Officers also confiscated weapons, such as a taser, stun gun and two machetes.
Police seized more than £64,000 of cash, as well as other assets, such as a quad-bike, three motorbikes and seven mobile phones.
Educational sessions and school visits, which included lessons on how to spot the signs of county lines activities, as well as how to report it, were delivered in the county, and information visits were made to care providers.
The work was undertaken as part of West Yorkshire Police’s Programme Precision which is aimed at tackling organised crime in the force's communities.
Police worked alongside a range of partner organisations including the Yorkshire and Humber Regional Organised Crime Unit.

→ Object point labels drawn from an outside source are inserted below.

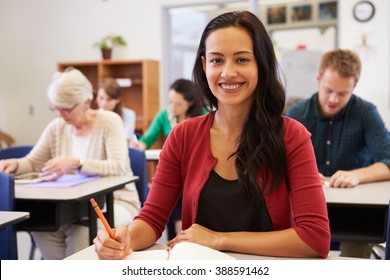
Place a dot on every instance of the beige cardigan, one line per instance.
(106, 155)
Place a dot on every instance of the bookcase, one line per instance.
(142, 95)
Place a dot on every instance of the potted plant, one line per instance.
(107, 43)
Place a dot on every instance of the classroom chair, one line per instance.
(8, 242)
(19, 152)
(6, 140)
(139, 166)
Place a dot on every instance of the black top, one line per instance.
(223, 207)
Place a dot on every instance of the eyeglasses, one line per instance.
(63, 110)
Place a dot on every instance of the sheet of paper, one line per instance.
(181, 251)
(67, 180)
(193, 251)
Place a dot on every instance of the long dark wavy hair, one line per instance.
(261, 147)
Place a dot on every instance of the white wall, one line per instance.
(36, 35)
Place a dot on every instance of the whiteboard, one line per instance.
(300, 68)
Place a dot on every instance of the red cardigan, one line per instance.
(185, 165)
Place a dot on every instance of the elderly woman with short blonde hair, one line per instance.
(79, 140)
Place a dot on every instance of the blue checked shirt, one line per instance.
(356, 137)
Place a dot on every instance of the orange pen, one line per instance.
(102, 218)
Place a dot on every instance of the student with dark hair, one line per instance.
(248, 175)
(182, 105)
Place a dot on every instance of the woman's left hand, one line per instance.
(198, 234)
(60, 166)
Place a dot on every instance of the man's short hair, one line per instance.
(347, 63)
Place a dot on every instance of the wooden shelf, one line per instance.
(143, 94)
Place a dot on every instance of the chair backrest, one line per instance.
(15, 152)
(6, 139)
(387, 248)
(139, 166)
(8, 248)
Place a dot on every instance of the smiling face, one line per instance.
(230, 66)
(334, 92)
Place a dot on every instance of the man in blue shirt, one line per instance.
(350, 140)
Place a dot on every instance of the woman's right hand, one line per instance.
(109, 249)
(8, 165)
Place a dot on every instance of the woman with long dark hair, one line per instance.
(248, 175)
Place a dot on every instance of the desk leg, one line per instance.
(92, 224)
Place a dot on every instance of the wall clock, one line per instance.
(363, 11)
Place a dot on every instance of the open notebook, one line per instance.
(181, 251)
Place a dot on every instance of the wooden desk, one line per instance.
(9, 218)
(51, 208)
(359, 214)
(90, 254)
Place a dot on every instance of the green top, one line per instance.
(160, 124)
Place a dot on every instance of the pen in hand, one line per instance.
(102, 218)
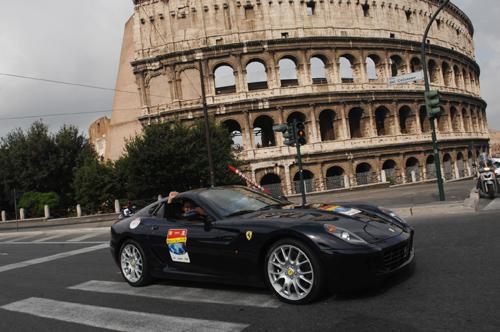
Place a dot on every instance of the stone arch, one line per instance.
(390, 168)
(256, 75)
(335, 178)
(357, 123)
(433, 72)
(415, 64)
(346, 70)
(455, 119)
(263, 132)
(308, 181)
(225, 80)
(234, 129)
(190, 84)
(272, 182)
(383, 121)
(447, 166)
(327, 126)
(318, 69)
(412, 170)
(397, 65)
(447, 74)
(424, 120)
(364, 174)
(407, 120)
(288, 71)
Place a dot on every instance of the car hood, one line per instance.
(371, 226)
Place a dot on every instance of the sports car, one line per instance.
(241, 236)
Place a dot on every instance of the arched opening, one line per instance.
(225, 82)
(364, 174)
(318, 70)
(335, 178)
(372, 62)
(424, 120)
(447, 167)
(460, 165)
(455, 120)
(234, 130)
(327, 125)
(263, 132)
(433, 72)
(458, 77)
(415, 64)
(356, 123)
(389, 168)
(466, 120)
(383, 121)
(397, 65)
(256, 75)
(346, 69)
(308, 182)
(406, 120)
(447, 74)
(430, 168)
(412, 170)
(272, 182)
(288, 72)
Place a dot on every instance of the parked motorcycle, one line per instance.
(487, 182)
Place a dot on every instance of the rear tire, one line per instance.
(294, 272)
(133, 264)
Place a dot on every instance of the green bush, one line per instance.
(34, 202)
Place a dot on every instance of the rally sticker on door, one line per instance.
(176, 242)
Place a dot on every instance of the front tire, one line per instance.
(133, 264)
(294, 272)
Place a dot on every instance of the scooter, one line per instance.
(487, 182)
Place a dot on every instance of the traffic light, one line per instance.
(432, 102)
(288, 133)
(300, 133)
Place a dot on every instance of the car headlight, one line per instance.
(393, 214)
(343, 234)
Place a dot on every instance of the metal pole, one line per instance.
(435, 147)
(207, 127)
(299, 161)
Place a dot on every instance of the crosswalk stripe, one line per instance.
(52, 257)
(186, 294)
(84, 237)
(116, 319)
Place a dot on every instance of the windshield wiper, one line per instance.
(239, 213)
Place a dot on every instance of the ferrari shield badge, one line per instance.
(176, 242)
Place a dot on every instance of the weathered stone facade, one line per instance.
(326, 62)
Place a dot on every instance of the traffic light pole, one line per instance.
(299, 161)
(435, 147)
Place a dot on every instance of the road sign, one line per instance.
(408, 78)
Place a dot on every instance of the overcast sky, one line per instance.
(80, 41)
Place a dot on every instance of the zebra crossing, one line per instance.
(125, 320)
(81, 235)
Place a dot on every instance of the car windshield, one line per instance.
(237, 201)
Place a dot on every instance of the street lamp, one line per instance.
(429, 105)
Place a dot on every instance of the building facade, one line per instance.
(324, 62)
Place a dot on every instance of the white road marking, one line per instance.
(52, 257)
(84, 237)
(116, 319)
(493, 205)
(186, 294)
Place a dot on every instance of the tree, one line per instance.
(174, 157)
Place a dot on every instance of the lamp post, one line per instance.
(435, 148)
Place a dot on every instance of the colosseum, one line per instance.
(324, 62)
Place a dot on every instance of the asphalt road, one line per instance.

Detective Superintendent Fiona Gaffney, of West Yorkshire Police’s Programme Precision team, said: “County Lines is a serious issue that affects communities throughout West Yorkshire.
“I’m pleased that our activities have caused disruption to the organised crime groups that are targeting people in our communities, often using violence and causing misery.
“Through Programme Precision, West Yorkshire Police and its partners continues to take action to tackle the activities of these criminals and also to safeguard the young people who get tangled in with them.”
There are a number of signs which might help spot county lines in action.
The most common are:
- Unexplained gifts and cash
- Drug paraphernalia
- More than one phone (often known as a graft phone)
- Lots of travel tickets such as bus and train tickets
- New friends
- Increased missing from home episodes
- Secretive or withdrawn from family and/or friends
- Lying - unable to retell a story without confusion or holes in the story
- Receiving excessive calls or messages from "new friends"
- Getting picked up or dropped off by unknown people in unknown cars
If you spot any of these signs, have any concerns, or would like to make a report, you should contact police on 101, or using the contact options on the West Yorkshire Police website.
You can also call independent charity Crimestoppers anonymously on: 0800 555 111.
You should always dial 999 in an emergency.